On 19 August 2016, the Federal Court handed down a decision which saw two executive directors of Padbury Mining Limited (Padbury), Gary Stokes and Terence Quinn, being banned from managing corporations for three years and fined $25,000 each for breaching their disclosure obligations as directors. They were also ordered to pay ASIC’s costs of $200,000.
The decision came as a result of a civil penalty proceeding launched by ASIC in 2015, which sought relief against Padbury and its directors for a misleading ASX announcement made on 11 April 2014 regarding the funding of its flagship ‘Oakajee’ project. The announcement, which was authorised by the directors, represented that Padbury had successfully secured US$6.5 billion in funding from private Australian investors for the development of a deep water port and associated rail network in Oakajee, Western Australia.

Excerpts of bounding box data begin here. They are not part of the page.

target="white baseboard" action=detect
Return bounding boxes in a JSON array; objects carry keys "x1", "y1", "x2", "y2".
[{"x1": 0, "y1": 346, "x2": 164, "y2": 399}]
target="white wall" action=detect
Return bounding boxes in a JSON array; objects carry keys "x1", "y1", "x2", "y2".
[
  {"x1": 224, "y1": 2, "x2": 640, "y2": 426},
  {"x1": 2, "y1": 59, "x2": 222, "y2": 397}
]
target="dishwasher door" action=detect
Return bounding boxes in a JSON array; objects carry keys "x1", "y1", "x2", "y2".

The announcement did not disclose the identities of the investors, but did disclose that the funds would be provided in three tranches by way of an equity injection into a wholly owned subsidiary of Padbury, in exchange for a 64% stake in the subsidiary. It also disclosed that a shareholders’ agreement had been entered into with the investors. However, critically, it did not disclose that the funding was dependent on the satisfaction of numerous conditions, including that Padbury procure, prior to the release of each tranche of funding, a bank guarantee equal to 20% of each tranche.
The market’s initial response saw a significant increase in Padbury’s share price from $0.020 to over $0.052 in high volumes throughout morning trading, and was trading at $0.033 when the company was placed into a trading halt that afternoon pending an announcement disclosing the material terms of the shareholders’ agreement. However, the halt soon became a voluntary suspension, which was extended a number of times until Padbury finally released an announcement over two weeks later disclosing that the shareholders’ agreement had been terminated.
ASIC later commenced civil proceedings in the Federal Court against Padbury and the directors for misleading and deceptive conduct. The Federal court found that Padbury’s failure to disclose to the market the existence of the preconditions was misleading and constituted a breach of s 1041H of the Corporations Act 2001 (Cth), because, at the time, Padbury was not in a position to procure the bank guarantees required for the release of the funds.
It also found that Padbury further breached its continuous disclosure obligations by failing to identify the investor, which was later revealed to be Superkite Pty Ltd (which was placed into liquidation by its creditors in April 2015).
In a judgment reminiscent of the case against the directors of James Hardie, each of the two directors was also found to have breached their duty of care and diligence, for failing to undertake reasonable enquiries as to the capacity of the investor to meet its funding obligations. Judge Antony Siopis labelled the conduct of the two directors as “a serious departure from the standards expected of directors of a public company in a like situation."
It is worth noting that the directors in this case actually cooperated with ASIC and reached an agreement as to their penalties – they may have received a longer disqualification period if they had not shown such contrition.
This decision serves as a timely reminder of the serious ramifications which can result for both a company and its directors from a failure to exercise due care in checking the content of the disclosures to be made to the market before their release. It also provides a cautionary tale for directors about the importance of undertaking proper due diligence of parties involved in significant transactions.